In Uncategorized on 11/23/2022 at 15:49

I’ve probably discomposed as many electrons on the differences between discovery in United States Tax Court and discovery in the Article III courts with which most of my readers are familiar than on any other topic. And nowhere is the difference so great as in nonconsensual depositions. Rule 74(c) sets a very high bar for one seeking same.

Today, in Lakepont Land II, LLC, Lakepoint Land Group, LLC,  Tax Matters Partner, Docket No. 13925-17, filed 11/23/22, Judge Christian N. (“Speedy”) Weiler provides another vestpocket guide to the perplexed. Lakepoint wants to depose a couple IRS employees (hi, Judge Holmes) about whether they were offside on the Section 6751(b) Boss Hoss signoff. IRS wants summary J, Lakepoint wants obviously to stir up some questions of fact.

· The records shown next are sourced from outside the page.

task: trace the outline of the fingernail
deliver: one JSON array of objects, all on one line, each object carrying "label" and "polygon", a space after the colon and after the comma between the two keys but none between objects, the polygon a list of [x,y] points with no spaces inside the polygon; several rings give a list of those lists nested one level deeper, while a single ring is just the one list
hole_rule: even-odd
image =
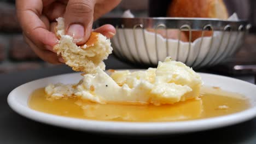
[{"label": "fingernail", "polygon": [[47,50],[55,52],[52,46],[50,46],[49,45],[45,45],[45,46]]},{"label": "fingernail", "polygon": [[74,38],[74,43],[78,43],[81,41],[84,36],[84,27],[79,24],[71,25],[67,34]]},{"label": "fingernail", "polygon": [[61,63],[65,63],[65,61],[62,57],[59,58],[59,61]]},{"label": "fingernail", "polygon": [[115,33],[112,33],[112,32],[108,32],[108,34],[110,34],[110,35],[112,35],[112,36],[114,36],[114,35],[115,35]]}]

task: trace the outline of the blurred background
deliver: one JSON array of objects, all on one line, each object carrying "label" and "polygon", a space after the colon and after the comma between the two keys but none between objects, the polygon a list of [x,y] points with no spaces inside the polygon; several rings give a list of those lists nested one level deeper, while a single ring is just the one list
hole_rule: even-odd
[{"label": "blurred background", "polygon": [[[165,16],[169,1],[123,0],[103,16],[121,16],[130,9],[136,17]],[[225,0],[229,15],[236,12],[240,19],[249,21],[253,27],[245,43],[236,55],[226,59],[226,67],[234,63],[256,65],[256,1]],[[23,40],[15,14],[15,0],[0,0],[0,73],[53,67],[40,60]],[[214,67],[215,68],[216,67]]]}]

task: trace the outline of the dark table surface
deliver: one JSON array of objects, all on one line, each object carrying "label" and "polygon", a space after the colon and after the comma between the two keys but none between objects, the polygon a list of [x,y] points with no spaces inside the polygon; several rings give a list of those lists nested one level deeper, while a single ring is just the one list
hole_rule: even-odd
[{"label": "dark table surface", "polygon": [[[106,69],[135,68],[110,56]],[[39,78],[73,72],[66,65],[0,74],[0,143],[74,143],[107,142],[151,141],[160,142],[196,142],[204,143],[256,143],[256,118],[227,127],[177,135],[155,136],[115,135],[75,131],[34,122],[16,113],[7,99],[16,87]],[[253,83],[253,75],[233,76]],[[167,140],[167,141],[166,141]]]}]

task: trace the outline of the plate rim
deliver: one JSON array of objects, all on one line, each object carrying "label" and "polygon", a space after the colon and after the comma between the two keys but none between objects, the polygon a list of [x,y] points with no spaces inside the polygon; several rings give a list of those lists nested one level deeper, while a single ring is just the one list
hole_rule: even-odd
[{"label": "plate rim", "polygon": [[[115,69],[126,70],[126,69]],[[127,69],[130,70],[141,70],[144,69]],[[48,125],[57,126],[82,131],[91,131],[95,132],[107,132],[117,134],[179,134],[187,132],[199,131],[210,130],[223,127],[238,124],[256,117],[256,106],[236,112],[216,117],[210,117],[201,119],[192,119],[179,122],[114,122],[99,120],[79,119],[55,115],[43,112],[37,111],[25,106],[15,101],[13,94],[21,86],[29,83],[37,82],[44,79],[50,79],[56,76],[63,76],[67,75],[79,74],[79,72],[73,72],[51,76],[45,77],[25,83],[13,89],[8,94],[7,102],[10,108],[16,113],[24,117],[28,118],[36,122]],[[248,86],[256,86],[248,82],[226,76],[205,73],[197,73],[200,75],[206,76],[217,76],[230,80],[238,81],[246,83]],[[27,99],[26,100],[27,100]],[[242,114],[241,114],[242,113]],[[239,119],[237,116],[243,115]],[[206,122],[208,121],[208,122]],[[69,124],[65,124],[68,122]],[[77,124],[80,123],[79,124]]]}]

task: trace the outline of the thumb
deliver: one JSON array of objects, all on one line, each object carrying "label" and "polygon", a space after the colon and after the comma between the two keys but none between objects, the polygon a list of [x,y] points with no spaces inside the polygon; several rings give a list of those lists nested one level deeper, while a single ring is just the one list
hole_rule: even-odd
[{"label": "thumb", "polygon": [[64,15],[66,33],[74,43],[83,44],[89,39],[94,21],[95,0],[69,0]]}]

“Nonconsensual depositions are an extraordinary method of discovery that can only be taken pursuant to an order from our Court. These depositions are available only where a party or nonparty witness can give testimony that is discoverable within the meaning of Rule 70(b) and where such testimony practicably cannot be obtained through informal consultation or communication under Rule 70(a)(1), interrogatories under Rule 71, requests for production of documents under Rule 72, or consensual depositions under Rule 74(b). The decision to require an individual to submit to a nonconsensual discovery deposition is a matter that is solely within the discretion of the presiding judge. In addition to the essential criteria that the moving party must show under Rule 74(c), the Court weighs various factors to determine whether a particular case warrants an extraordinary discovery method. Order at pp. 2-3. (Citation omitted).

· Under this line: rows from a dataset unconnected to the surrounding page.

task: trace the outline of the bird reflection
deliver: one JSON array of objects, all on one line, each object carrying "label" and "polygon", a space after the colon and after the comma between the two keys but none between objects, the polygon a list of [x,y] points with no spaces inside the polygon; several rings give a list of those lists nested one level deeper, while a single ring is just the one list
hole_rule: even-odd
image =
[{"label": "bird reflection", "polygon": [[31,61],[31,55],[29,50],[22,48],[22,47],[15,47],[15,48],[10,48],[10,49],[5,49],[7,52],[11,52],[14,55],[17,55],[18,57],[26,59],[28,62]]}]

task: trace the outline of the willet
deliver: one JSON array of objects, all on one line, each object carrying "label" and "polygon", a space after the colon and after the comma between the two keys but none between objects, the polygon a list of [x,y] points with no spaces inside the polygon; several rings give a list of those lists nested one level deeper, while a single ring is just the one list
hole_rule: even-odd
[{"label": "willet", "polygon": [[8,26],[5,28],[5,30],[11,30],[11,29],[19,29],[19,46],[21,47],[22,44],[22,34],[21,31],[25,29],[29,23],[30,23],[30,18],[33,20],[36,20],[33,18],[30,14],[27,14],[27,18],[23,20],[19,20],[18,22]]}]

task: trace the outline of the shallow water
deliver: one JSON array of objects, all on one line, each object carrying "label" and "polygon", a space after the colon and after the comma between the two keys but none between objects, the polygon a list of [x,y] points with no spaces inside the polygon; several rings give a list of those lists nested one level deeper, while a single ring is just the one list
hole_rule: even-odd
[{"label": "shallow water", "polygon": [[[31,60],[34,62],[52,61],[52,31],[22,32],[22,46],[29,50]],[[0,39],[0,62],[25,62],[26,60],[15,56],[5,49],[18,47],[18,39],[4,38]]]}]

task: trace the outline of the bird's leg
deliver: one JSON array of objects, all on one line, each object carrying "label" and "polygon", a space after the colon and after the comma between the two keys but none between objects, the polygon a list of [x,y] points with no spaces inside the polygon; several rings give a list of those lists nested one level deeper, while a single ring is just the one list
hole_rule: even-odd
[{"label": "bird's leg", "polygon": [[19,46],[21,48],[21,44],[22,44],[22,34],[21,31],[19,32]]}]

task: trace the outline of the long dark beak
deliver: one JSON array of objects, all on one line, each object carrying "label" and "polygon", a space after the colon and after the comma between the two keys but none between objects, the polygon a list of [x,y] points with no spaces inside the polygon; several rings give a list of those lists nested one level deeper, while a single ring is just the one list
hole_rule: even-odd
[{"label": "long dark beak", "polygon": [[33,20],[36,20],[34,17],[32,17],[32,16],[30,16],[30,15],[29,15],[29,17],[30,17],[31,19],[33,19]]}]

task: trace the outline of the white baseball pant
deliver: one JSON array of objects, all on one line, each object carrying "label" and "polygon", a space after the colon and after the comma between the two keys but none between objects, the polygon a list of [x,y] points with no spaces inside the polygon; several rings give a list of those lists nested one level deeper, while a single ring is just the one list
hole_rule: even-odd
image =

The factors are whether the movant has established a specific and compelling basis for the deposition; whether the movant intends the deposition to serve as more than a substitute for cross-examination at trial; and whether the movant has had prior opportunities to obtain the desired information or could obtain it through other means or from another source.

Judge Speedy Weiler seems to think that Lakepoint hasn’t tried every other door; Taishoff thinks that maybe IRS has been stonewalling a wee bit.

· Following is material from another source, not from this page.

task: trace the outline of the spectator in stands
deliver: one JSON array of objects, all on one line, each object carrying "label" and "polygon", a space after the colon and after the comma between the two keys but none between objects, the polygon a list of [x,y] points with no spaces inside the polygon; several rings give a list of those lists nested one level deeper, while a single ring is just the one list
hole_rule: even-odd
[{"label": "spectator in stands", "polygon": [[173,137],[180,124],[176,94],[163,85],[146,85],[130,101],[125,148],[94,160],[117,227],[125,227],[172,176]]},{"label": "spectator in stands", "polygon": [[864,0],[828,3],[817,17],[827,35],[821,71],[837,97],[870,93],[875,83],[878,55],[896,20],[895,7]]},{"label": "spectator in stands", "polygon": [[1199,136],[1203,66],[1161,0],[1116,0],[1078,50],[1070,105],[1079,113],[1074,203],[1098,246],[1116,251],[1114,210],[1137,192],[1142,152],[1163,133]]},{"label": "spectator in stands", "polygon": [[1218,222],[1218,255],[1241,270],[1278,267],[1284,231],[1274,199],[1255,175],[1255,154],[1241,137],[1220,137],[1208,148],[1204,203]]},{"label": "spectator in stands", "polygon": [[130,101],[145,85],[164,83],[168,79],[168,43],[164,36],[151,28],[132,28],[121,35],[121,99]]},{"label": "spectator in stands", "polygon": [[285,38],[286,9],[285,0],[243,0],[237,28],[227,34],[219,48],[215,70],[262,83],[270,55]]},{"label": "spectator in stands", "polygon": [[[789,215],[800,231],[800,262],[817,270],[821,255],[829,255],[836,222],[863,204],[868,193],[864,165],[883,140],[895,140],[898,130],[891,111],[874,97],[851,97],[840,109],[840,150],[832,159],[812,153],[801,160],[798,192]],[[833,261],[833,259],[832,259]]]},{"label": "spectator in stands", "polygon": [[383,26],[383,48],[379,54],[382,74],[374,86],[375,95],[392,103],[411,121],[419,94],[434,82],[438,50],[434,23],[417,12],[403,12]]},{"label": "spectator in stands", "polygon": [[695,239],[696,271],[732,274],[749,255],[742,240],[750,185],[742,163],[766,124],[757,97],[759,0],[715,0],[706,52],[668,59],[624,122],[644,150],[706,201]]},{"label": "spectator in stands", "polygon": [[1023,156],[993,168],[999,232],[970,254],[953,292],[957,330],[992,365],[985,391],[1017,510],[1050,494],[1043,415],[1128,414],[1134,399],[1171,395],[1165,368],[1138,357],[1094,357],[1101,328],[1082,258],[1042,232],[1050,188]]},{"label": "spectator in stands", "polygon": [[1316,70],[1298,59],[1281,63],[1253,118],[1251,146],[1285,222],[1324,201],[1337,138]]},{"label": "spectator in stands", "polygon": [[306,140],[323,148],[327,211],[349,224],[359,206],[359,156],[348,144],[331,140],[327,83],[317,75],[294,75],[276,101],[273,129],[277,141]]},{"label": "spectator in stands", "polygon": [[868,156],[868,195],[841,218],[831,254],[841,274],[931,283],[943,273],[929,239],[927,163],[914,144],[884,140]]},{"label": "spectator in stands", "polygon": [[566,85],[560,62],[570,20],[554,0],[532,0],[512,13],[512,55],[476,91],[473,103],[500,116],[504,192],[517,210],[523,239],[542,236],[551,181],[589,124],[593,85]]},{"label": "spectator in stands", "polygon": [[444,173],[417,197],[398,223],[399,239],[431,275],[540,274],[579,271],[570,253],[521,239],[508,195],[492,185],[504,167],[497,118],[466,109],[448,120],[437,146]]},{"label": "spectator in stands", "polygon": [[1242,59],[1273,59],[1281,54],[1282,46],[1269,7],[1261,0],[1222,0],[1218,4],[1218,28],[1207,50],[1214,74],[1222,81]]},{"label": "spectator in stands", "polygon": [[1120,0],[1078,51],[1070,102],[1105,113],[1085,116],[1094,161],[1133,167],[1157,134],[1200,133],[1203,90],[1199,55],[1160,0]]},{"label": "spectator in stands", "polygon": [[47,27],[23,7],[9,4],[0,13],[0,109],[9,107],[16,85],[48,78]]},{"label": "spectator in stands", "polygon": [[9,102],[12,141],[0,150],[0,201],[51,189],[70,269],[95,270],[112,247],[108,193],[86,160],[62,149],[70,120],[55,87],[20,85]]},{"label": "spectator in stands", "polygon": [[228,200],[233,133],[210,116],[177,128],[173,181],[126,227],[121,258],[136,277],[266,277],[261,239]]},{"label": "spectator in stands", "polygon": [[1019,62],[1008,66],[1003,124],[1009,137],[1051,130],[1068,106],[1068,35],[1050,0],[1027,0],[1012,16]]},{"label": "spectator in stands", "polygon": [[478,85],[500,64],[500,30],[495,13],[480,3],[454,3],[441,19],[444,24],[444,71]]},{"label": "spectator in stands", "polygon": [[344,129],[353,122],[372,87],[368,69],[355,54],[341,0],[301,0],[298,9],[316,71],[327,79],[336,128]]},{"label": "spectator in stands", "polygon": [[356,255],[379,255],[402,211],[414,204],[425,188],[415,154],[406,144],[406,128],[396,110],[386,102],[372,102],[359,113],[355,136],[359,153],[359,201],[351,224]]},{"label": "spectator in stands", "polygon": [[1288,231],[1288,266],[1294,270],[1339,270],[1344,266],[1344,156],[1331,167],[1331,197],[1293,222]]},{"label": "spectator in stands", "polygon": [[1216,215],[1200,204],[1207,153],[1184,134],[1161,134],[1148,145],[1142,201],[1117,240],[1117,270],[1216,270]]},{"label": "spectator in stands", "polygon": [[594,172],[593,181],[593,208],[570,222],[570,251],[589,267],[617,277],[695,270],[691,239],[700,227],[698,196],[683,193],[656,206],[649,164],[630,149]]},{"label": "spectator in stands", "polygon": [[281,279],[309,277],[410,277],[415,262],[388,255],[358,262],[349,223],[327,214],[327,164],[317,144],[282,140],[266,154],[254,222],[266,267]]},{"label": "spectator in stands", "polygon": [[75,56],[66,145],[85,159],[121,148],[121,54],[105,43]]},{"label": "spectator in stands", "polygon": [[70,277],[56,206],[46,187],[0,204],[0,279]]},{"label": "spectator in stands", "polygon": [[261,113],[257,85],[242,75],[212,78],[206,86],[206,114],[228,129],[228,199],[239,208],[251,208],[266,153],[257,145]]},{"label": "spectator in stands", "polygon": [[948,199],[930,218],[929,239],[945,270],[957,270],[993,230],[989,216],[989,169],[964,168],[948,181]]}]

Judge Speedy Weiler says this is an attempt to substitute the depositions for cross-examination on the trial. Taishoff says if IRS gets summary J on the chops, what’s to try?

Depositions, consensual or not, are SOP in most courts. Yes, I know Our Fair State’s Civil Practice Law & Rules Section 408; a former associate in a firm in which I was a partner got gigged for hitting this speedbump in a special proceeding. But that’s strictly a one-off.

I know the rationale for Rule 74(c): depositions are expensive, the overwhelming number of Tax Court petitioners are self-represented, and most of their cases are indocumentados. And the defier-protesters would use depositions only to harass IRS personnel.

But the one-size-fits-all approach doesn’t fit all. Big ticket cases with heavy-duty counsel for both sides should follow FRCP 30.